Skład północnokoreańskich rakiet KN-23 został zniszczony minionej nocy w obwodzie woroneskim na zachodzie Rosji - poinformowała w sobotę ukraińska agencja UNIAN. Gubernator tego regionu Aleksandr Gusiew ogłosił stan wyjątkowy i ewakuację mieszkańców z terenów w pobliżu eksplozji.
"Skład amunicji płonie od kilku godzin. Słychać liczne eksplozje" - powiadomiła agencja UNIAN. Wyjaśniła, że do ataku użyty został dron. Gubernator obwodu woroneskiego Aleksandr Gusiew potwierdził na Telegramie pożar i detonacje w pobliżu miasta Ostrogożsk.
"Przy udziale służb ratowniczych trwa ewakuacja mieszkańców znajdujących się w pobliżu pożaru.
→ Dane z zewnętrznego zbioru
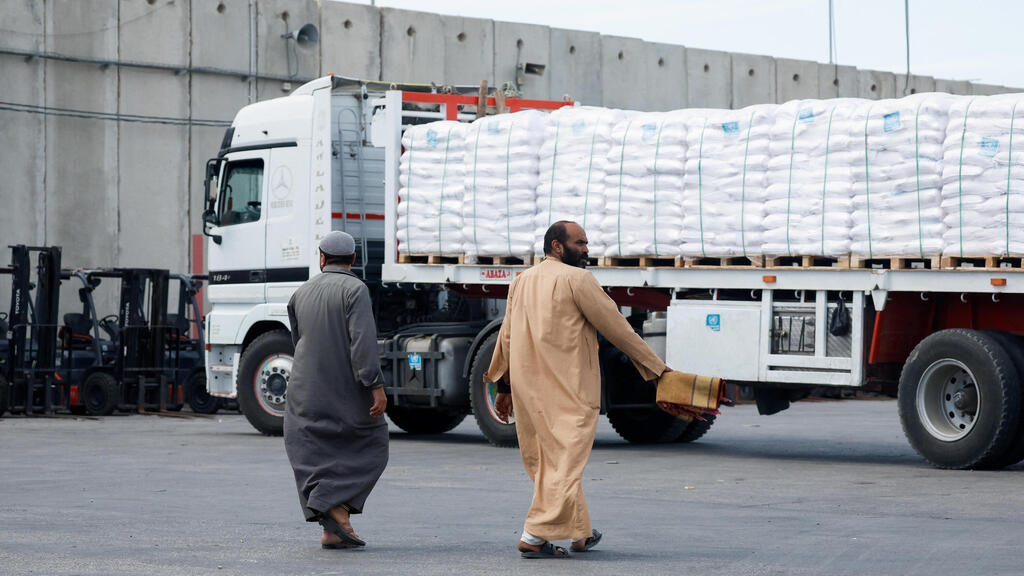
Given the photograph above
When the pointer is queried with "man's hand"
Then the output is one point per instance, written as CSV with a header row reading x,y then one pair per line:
x,y
380,403
503,406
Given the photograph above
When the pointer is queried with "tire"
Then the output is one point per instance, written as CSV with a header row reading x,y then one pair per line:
x,y
424,420
1015,347
696,428
100,394
481,398
264,369
198,397
960,400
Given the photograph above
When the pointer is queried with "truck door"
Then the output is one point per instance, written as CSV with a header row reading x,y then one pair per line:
x,y
238,261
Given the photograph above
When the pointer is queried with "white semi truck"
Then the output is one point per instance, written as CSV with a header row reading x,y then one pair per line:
x,y
327,157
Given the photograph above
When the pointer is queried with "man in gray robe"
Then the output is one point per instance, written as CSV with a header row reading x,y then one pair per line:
x,y
335,433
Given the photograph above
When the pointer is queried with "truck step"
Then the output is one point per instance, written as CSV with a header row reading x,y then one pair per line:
x,y
430,259
805,261
987,262
896,262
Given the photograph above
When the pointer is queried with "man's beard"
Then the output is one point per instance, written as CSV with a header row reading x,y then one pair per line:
x,y
574,257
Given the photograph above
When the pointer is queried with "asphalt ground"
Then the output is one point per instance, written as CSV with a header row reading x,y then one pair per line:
x,y
824,488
Utworzono dla nich ośrodki tymczasowego zakwaterowania i podstawiono autobusy" - napisał. W związku ze zdarzeniem w regionie wprowadzono stan wyjątkowy.
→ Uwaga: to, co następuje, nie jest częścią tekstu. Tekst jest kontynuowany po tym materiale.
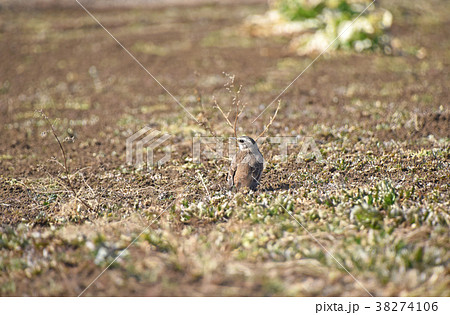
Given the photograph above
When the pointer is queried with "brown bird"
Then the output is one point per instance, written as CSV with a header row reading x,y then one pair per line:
x,y
247,165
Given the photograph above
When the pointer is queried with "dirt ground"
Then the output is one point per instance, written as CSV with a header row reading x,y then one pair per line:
x,y
379,202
"Według wstępnych informacji nikt z cywilów nie odniósł obrażeń. Ocena ewentualnych szkód zostanie przeprowadzona dopiero po całkowitym usunięciu skutków detonacji" - dodał Gusiew.
Sojusz Korei Północnej i Rosji
Pjongjang i Moskwa są sojusznikami od czasu powstania Korei Północnej po II wojnie światowej.
Do zbliżenia między reżimowymi państwami doszło na tle rosyjskiej inwazji na Ukrainę na pełną skalę.
Stany Zjednoczone i ich sojusznicy oskarżyli Koreę Północną o dostarczanie Rosji amunicji i pocisków na potrzeby wojny w Ukrainie. Minister obrony Korei Południowej Szin Won Sik ujawnił, że od czasu spotkania Kim-Putin we Władywostoku we wrześniu 2023 r. Seul wykrył co najmniej 10 tys. kontenerów wysyłanych z Korei Północnej do Rosji, które mogą pomieścić nawet 4,8 mln pocisków artyleryjskich podobnych do tych, których Putin użył podczas bombardowania Ukrainy.
W czerwcu podczas wizyty rosyjskiego dyktatora Władimira Putina w Pjongjangu oba kraje podpisały umowę o wzajemnej obronie. Na jej mocy obie strony mają "niezwłocznie" i "wszelkimi dostępnymi sposobami" udzielić sobie nawzajem wsparcia w przypadku agresji z zewnątrz.